Katchen's intense tone commanded attention, though at times (like when I telephoned to offer my help) her oratories were met with exasperation. A common refrain at the monthly meeting of the Middletown Conservation Commission went something like this:
"Katchen! This is not the time for this. You are out of order!"
Boundaries were not Katchen's strong point. It was sometimes hard to tell whether she purposefully eschewed decorum or rather just lacked certain diplomatic skills, but the former seemed more likely, given Katchen's consistent intentions.
I did stop by Katchen's house a few days after that phone call, but she didn't take any help from me and instead we sat at her kitchen table and talked for two hours. Afterwards I was left wondering how we talked about so many different things in such a small amount of time. The Tea Party, drilling in ANWAR, the energy use of exit sign lighting, climate change, President Obama, and the gulf coast were all topics we touched on.
I asked her directly about the frequent reprimands that her interjections brought her at the Conservation Commission meetings. She said that she got rather annoyed at times when she was dismissed. She felt that she had important and relevant things to add to the discussion and she didn't understand why her comments were a problem. She conceded that the chair was doing the best job possible of keeping the meeting running efficiently. Katchen was born in 1924; maybe her mannerisms were held over from coping strategies she may have developed in her earlier life during decades when women's voices were not always taken seriously. In my time on the Conservation Commission for the last 5 or so years, Katchen was one of many vocal women who make up the majority of the Commission.

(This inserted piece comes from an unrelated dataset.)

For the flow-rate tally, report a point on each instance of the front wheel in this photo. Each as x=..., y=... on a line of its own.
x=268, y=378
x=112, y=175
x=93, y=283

Having earned many accolades and awards for her decades of tireless advocacy, she still regarded her experiences as considerably more important than recognition. I asked Katchen if she considered herself to be an expert, or an activist, or something else. She said that if categorization were necessary, she preferred to call herself “what Rush Limbaugh would – an environmental wacko.” While much of Katchen's knowledge was anecdotal or experiential rather than scientific, I told her I thought this was overly self-deprecating. She responded with an unrelated digressive story. She evaded most of my questions, choosing to educate me on the legislative process, the differences between local and national politics, and the origins and histories of one of the many organizations with which she was involved.
At the beginning of our talk, Katchen immediately began asking me questions about myself. When I confessed my frustrations with the Conservation Commission, with its many big challenges and seemingly few concrete accomplishments, Katchen gave me her version of a pep talk. She cited several specific examples to illustrate the cyclical nature of progress. She described her years of attending congressional briefings and testifying in support or opposition of various legislative bills, and the associated successes and setbacks. “You have to accept the idea of taking two steps forward and one step back”, she said. “You have to be constantly vigilant... Seeing defeat after defeat after defeat, you have to keep picking yourself up off the ground and trying another angle. I don't want you to get sidetracked. Sometimes I ask myself why I am doing this. Why not play bridge like some other retired people do? But I can't do that. Why are we knocking ourselves out? We have to for the world to continue. That's why I want you to keep on fighting.”
Katchen and her energy were an inspiration. She passed away on August 19th, and her memorial is Thursday October 3 at 2pm At Beckham Hall 2nd floor of the Fayerweather Building, Wesleyan University.